NEW YORK (Reuters) - US stocks opened little changed on Monday, with some measure of calm returning after a turbulent two weeks during which turmoil in the White House and simmering tensions between the United States and North Korea roiled the markets.
Last week, President Donald Trump fired chief strategist Steve Bannon and disbanded some business councils among other political maneuvers, while there was also speculation about the possible departure of National Economic Council director Gary Cohn.
The unrest in the White House again led to investors'concerns about the Trump administration's ability to implement its pro-growth agenda.
While the benchmark S&P 500 index is still up 13.4 per cent since the election, it had fallen 2.1 per cent in the last two weeks. That's the most since the two weeks before the election.

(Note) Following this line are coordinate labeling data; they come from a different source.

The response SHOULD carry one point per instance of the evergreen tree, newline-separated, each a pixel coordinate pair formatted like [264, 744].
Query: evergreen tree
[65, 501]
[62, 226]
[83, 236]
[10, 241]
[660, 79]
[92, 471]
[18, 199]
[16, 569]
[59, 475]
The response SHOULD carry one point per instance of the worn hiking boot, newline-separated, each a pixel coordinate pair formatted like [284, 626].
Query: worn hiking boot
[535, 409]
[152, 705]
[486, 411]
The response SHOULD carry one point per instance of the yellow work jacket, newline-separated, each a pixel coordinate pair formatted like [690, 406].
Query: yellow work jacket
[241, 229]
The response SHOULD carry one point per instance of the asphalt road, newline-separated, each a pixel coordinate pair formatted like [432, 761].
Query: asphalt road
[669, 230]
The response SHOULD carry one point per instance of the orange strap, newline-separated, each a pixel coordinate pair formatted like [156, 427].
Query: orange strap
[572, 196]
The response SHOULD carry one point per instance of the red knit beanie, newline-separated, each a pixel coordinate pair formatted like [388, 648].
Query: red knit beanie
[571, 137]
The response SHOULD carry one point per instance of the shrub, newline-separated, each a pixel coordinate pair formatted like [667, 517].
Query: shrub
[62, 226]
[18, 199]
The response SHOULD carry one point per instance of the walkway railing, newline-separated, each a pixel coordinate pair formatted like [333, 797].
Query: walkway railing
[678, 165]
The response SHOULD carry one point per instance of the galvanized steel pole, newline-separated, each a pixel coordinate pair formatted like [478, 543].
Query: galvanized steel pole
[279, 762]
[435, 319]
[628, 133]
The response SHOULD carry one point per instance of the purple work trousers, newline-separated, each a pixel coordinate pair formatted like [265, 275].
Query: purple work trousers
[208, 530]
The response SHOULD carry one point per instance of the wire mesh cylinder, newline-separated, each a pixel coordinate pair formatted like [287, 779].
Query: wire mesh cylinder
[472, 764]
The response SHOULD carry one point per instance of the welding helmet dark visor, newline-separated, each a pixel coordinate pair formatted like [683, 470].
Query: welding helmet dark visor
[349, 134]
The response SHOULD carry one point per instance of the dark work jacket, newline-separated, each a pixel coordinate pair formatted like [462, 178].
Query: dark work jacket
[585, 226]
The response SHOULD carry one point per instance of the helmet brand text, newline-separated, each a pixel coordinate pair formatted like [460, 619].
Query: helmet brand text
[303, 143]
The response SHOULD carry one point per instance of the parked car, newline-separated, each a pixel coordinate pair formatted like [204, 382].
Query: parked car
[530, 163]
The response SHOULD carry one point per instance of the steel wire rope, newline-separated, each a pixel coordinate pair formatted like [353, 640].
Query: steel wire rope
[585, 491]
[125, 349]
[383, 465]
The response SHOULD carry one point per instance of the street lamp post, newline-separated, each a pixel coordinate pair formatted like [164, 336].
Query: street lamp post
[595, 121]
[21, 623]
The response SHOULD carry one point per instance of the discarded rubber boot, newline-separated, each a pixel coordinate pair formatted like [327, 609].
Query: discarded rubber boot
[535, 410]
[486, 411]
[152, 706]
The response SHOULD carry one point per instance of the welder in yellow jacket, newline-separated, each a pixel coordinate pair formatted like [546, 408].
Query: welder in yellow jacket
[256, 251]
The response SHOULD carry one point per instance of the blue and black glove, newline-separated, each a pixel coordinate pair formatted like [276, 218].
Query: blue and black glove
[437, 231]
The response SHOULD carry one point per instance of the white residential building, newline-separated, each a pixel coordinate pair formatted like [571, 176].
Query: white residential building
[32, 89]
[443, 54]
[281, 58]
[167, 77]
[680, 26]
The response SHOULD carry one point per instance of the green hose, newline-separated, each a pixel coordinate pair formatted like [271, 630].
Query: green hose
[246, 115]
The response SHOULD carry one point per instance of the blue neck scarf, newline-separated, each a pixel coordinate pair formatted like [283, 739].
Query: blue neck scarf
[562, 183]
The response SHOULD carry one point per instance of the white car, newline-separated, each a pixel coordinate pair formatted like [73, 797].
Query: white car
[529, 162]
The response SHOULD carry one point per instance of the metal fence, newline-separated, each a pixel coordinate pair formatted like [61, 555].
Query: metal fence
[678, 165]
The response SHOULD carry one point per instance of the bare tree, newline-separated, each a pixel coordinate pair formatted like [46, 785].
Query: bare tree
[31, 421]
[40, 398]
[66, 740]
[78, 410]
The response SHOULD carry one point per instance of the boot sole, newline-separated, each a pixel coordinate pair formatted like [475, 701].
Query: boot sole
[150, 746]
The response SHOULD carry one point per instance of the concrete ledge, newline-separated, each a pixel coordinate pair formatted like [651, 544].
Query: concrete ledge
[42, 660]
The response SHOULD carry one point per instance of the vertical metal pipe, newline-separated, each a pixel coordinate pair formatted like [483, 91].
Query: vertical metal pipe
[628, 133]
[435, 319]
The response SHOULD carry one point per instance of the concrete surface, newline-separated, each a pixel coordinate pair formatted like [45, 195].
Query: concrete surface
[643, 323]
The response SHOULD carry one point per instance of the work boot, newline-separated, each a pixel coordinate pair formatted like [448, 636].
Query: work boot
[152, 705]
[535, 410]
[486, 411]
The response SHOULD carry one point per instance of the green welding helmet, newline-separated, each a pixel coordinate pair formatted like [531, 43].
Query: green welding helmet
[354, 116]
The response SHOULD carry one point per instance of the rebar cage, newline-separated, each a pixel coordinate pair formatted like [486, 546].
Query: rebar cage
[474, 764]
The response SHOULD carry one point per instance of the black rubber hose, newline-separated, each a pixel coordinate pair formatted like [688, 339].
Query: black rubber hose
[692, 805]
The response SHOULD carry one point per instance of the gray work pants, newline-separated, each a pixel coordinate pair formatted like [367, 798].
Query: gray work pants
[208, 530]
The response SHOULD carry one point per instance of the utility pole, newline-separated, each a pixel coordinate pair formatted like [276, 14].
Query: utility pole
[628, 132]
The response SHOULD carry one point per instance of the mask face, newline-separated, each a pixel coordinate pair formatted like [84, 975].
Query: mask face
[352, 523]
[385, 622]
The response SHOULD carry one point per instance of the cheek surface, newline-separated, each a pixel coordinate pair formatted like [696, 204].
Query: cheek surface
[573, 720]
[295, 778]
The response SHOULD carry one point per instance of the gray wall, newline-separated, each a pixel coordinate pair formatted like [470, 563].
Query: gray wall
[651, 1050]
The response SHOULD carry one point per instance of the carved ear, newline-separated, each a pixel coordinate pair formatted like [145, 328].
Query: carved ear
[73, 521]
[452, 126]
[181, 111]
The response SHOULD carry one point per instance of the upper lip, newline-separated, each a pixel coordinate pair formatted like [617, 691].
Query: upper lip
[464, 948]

Part of the decline was due to escalating tensions between the United States and North Korea. While that has eased slightly in the past few days, South Korean and US forces began computer-simulated military exercises on Monday. "Investors are taking a step back and evaluating the move lower", said Andre Bakhos, managing director at Janlyn Capital in Bernardsville, New Jersey "They are not sure if it's a beginning of the end of the bull run we've had or if it's a buying opportunity", Bakhos said.
In early morning trading, the Dow Jones Industrial Average was down 8.78 points, or 0.04 per cent, at 21,665.73 and the S&P 500 was up 0.74 points, or 0.03 per cent, at 2,426.29.
The Nasdaq Composite was up 3.94 points, or 0.06 per cent, at 6,220.47.
Seven of the 11 major S&P indexes were higher, with the telecom sector's 0.35 per cent rise leading the gainers.
Among stocks, Nike's shares dropped 2.7 per cent to US$53.45, weighing the most on the S&P and the Dow, after Jefferies downgraded the stock and also cut its price target.
Herbalife was up 8.96 per cent at US$67.50 after the nutritional supplement maker said it would buy back US$600 million of shares after ending talks to be taken private.
NYSE-listed shares of Fiat Chrysler were up 4.81 per cent at US$13.18 after China's Great Wall Motor said it was interested in bidding for the carmaker.
Declining issues outnumbered advancers on the NYSE by 1,268 to 1,201. On the Nasdaq, 1,302 issues fell and 960 advanced.